“Health,” wrote Ralph Waldo Emerson, “is the first wealth.” He’s right, of course. All of us would choose health above wealth, but we don’t get the choice when it comes to life threatening illness. Disease has no regard for financial status. Unfortunately, though, finance also has no regard for disease.
While patients, quite rightly, want to focus on their treatment rather than their superannuation contribution strategies, the money worries don’t disappear with the diagnosis. In fact, serious health issues tend to compound financial stress, which in turn can make recovery even more difficult.
It’s vitally important, then, for anyone fighting serious illness to have a clear map for managing their money through what may be a long road ahead.
Individual circumstances vary widely, but many people facing serious illness are hit with the double whammy of increased costs (for example, travel and accommodation expenses associated with treatment) and lower income as employment either is paused or scaled back.
Generally, those common, seemingly-complex financial symptoms can be treated via a simple five-step process that attacks the root causes of any money disorder – budget; Centrelink; debt; Superannuation; and estate.
Everybody should have a budget – a brutally-honest picture of their bottom-line.
Today there are many online budgeting tools to guide people through what can be a confronting number-crunching exercise.
However, if you don’t know where you’re starting from it’s hard to know where to go next, although for many the next step will be in the direction of Centrelink.
Centrelink provides a number of support mechanisms for people suffering severe illnesses – most notably, the Sickness Allowance.
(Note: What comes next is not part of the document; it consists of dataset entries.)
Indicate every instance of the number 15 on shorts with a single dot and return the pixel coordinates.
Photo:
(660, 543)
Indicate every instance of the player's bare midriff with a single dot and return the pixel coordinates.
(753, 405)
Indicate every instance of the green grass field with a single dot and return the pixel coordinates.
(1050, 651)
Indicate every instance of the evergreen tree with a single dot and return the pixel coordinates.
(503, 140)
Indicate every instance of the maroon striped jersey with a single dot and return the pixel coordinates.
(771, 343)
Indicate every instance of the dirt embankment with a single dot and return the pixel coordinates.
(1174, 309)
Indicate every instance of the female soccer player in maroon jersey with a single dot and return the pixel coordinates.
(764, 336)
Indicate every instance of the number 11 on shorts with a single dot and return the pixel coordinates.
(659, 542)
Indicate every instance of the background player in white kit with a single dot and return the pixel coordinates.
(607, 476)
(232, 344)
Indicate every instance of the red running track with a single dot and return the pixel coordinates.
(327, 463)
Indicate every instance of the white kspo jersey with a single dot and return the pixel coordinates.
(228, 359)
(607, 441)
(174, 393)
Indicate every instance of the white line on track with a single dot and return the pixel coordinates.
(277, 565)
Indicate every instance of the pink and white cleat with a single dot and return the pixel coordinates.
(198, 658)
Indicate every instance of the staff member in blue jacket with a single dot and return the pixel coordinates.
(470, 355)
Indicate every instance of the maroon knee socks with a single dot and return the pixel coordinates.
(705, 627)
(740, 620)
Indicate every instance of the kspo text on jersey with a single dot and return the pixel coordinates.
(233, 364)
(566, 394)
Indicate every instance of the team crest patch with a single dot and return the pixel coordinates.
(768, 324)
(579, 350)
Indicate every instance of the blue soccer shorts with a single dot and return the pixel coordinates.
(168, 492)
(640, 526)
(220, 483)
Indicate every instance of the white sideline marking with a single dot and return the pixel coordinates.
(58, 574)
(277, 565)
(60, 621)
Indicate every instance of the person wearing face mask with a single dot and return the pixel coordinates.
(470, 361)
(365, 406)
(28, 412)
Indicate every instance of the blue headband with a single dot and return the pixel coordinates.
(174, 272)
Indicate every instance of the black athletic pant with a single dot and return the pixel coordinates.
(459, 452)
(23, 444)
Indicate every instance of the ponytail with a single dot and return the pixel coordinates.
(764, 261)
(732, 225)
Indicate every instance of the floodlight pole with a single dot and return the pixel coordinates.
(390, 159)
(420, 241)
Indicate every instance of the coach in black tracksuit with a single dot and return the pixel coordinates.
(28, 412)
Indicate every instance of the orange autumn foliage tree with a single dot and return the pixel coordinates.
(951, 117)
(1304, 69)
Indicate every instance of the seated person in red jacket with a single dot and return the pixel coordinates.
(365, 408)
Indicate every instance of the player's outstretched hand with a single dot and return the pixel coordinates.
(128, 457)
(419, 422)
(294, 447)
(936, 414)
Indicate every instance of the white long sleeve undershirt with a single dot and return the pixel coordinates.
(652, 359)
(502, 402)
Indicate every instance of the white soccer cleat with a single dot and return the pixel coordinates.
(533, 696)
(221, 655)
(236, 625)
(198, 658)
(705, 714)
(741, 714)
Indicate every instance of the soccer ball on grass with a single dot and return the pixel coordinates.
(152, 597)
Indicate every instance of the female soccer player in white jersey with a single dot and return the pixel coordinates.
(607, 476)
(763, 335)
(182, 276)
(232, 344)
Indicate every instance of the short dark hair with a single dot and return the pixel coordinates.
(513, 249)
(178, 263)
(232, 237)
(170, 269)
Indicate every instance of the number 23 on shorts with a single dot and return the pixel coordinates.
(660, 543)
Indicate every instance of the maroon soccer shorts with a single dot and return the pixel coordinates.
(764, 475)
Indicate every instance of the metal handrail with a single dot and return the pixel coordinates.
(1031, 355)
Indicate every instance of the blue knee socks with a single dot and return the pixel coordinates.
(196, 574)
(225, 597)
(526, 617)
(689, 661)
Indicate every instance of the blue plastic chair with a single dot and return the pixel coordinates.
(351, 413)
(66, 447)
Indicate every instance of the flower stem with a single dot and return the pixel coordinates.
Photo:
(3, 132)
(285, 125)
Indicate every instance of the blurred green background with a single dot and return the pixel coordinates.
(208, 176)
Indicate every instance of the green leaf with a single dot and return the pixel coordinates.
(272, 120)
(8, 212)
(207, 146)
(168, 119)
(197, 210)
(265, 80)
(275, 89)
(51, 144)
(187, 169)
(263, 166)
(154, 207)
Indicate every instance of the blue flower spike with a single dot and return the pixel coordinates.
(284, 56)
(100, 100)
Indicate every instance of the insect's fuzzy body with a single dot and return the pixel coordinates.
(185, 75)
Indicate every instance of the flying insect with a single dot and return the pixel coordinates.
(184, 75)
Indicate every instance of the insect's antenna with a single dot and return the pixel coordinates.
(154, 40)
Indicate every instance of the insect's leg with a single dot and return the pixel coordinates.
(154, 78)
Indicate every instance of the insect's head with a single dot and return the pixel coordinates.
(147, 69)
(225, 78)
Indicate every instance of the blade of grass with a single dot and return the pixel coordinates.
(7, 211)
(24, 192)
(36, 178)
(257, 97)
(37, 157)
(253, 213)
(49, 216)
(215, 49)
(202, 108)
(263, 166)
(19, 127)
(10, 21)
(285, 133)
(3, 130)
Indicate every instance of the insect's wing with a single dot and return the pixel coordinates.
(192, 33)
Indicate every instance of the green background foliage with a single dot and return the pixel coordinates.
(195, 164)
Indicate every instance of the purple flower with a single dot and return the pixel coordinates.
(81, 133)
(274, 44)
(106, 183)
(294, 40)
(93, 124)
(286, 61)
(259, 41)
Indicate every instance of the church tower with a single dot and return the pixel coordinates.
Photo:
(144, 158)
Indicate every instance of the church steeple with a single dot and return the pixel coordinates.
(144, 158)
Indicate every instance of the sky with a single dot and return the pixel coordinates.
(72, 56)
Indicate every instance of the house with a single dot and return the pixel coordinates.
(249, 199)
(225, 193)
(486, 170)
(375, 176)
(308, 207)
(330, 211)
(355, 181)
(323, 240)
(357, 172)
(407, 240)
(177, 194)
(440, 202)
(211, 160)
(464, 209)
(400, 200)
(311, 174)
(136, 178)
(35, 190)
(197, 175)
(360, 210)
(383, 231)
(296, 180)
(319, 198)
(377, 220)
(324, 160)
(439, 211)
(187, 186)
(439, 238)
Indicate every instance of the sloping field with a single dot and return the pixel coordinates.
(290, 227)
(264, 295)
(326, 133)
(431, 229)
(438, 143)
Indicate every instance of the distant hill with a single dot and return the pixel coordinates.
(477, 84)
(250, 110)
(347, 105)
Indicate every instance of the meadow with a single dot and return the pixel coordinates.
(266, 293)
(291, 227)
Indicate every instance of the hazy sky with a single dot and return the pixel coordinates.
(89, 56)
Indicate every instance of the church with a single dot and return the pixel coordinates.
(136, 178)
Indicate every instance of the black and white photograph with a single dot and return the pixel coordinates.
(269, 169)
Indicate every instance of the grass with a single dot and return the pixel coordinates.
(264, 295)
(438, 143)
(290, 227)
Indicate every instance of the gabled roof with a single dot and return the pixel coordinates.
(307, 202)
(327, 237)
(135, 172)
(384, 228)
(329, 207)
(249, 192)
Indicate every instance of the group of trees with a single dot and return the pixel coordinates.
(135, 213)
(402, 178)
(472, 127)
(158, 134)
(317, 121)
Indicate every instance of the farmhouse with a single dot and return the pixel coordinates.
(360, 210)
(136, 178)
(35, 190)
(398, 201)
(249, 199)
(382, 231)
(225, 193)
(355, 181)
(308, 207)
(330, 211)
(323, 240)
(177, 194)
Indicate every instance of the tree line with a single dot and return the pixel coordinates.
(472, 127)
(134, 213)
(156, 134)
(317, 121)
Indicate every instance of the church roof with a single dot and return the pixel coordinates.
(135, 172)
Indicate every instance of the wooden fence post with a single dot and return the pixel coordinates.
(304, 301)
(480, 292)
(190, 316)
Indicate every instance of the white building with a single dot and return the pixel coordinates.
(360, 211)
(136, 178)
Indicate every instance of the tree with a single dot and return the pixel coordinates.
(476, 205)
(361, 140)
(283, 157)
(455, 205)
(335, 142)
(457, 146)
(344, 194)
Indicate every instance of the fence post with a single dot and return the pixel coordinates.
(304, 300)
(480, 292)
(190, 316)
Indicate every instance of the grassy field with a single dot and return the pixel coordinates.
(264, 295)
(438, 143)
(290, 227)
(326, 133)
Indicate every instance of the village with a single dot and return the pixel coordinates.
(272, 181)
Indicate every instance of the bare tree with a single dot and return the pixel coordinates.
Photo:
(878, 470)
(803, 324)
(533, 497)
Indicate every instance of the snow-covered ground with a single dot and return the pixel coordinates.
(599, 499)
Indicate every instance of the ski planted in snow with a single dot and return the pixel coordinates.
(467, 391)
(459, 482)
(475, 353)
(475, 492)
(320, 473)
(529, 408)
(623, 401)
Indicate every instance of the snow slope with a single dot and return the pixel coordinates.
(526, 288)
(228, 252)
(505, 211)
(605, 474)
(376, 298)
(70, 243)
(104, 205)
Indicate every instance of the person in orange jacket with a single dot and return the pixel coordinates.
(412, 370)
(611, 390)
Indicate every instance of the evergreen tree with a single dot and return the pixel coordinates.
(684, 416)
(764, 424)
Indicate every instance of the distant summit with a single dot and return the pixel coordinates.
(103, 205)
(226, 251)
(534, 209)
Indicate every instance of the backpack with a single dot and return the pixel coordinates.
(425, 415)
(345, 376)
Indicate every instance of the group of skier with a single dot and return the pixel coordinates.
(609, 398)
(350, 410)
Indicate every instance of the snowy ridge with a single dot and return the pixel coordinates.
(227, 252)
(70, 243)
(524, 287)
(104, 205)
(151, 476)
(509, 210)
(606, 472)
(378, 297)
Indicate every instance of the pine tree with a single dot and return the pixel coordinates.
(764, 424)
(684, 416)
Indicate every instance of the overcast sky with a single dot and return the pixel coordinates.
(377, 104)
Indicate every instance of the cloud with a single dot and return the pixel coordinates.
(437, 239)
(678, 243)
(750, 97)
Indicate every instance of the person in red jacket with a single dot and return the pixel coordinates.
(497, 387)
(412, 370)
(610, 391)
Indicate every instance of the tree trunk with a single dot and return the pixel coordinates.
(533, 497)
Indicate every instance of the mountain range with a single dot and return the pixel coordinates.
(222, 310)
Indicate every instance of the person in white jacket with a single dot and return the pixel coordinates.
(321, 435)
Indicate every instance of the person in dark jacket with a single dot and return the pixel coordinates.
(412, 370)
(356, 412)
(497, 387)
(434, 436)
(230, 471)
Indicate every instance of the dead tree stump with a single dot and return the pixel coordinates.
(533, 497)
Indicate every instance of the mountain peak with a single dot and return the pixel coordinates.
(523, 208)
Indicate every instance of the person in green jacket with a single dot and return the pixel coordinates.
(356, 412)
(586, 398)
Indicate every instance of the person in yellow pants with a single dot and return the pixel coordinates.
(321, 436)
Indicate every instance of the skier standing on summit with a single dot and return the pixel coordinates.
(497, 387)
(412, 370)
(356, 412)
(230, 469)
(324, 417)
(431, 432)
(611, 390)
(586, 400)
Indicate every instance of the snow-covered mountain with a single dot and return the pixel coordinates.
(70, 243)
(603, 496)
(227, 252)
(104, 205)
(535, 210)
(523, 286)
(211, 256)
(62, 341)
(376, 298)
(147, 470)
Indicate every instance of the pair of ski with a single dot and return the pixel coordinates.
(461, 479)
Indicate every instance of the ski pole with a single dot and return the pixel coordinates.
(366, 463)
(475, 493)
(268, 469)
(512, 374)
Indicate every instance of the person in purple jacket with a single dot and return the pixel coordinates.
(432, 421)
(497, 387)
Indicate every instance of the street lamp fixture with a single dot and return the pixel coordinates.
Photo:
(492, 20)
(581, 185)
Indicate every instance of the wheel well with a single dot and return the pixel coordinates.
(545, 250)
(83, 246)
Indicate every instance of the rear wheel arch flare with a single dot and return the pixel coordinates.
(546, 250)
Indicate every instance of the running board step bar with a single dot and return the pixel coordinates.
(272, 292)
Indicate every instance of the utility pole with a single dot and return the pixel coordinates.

However, the offer comes with a byzantine set of rules that limit access based on income and assets, which is why Centrelink applications should be considered in the context of a person’s total financial situation covering debt and superannuation.
For example, it may make sense to pay down any non-mortgage debt prior to applying for government assistance: Centrelink will not deduct such debt from the asset test when weighing up an application.
Likewise, within super, there are many strategies covering factors such as insurance, Transition to Retirement (TTR) and accessing super early, which can help with cash-flow. However, the rules can be tricky to negotiate without professional financial advice.
Estate planning looms naturally as the final step. While we always recommend clients – whatever their stage of life – to have up-to-date estate plans, the question is undoubtedly more pressing for those dealing with life-threatening illness.
The good news is that medical knowledge and technology has greatly advanced our ‘first wealth’ and while it may be of a secondary order, financial knowledge can play a similar role in keeping our money healthy when we need it most.
ED: Nada Maticevic is a qualified financial adviser with Perth-based Integro Private Wealth.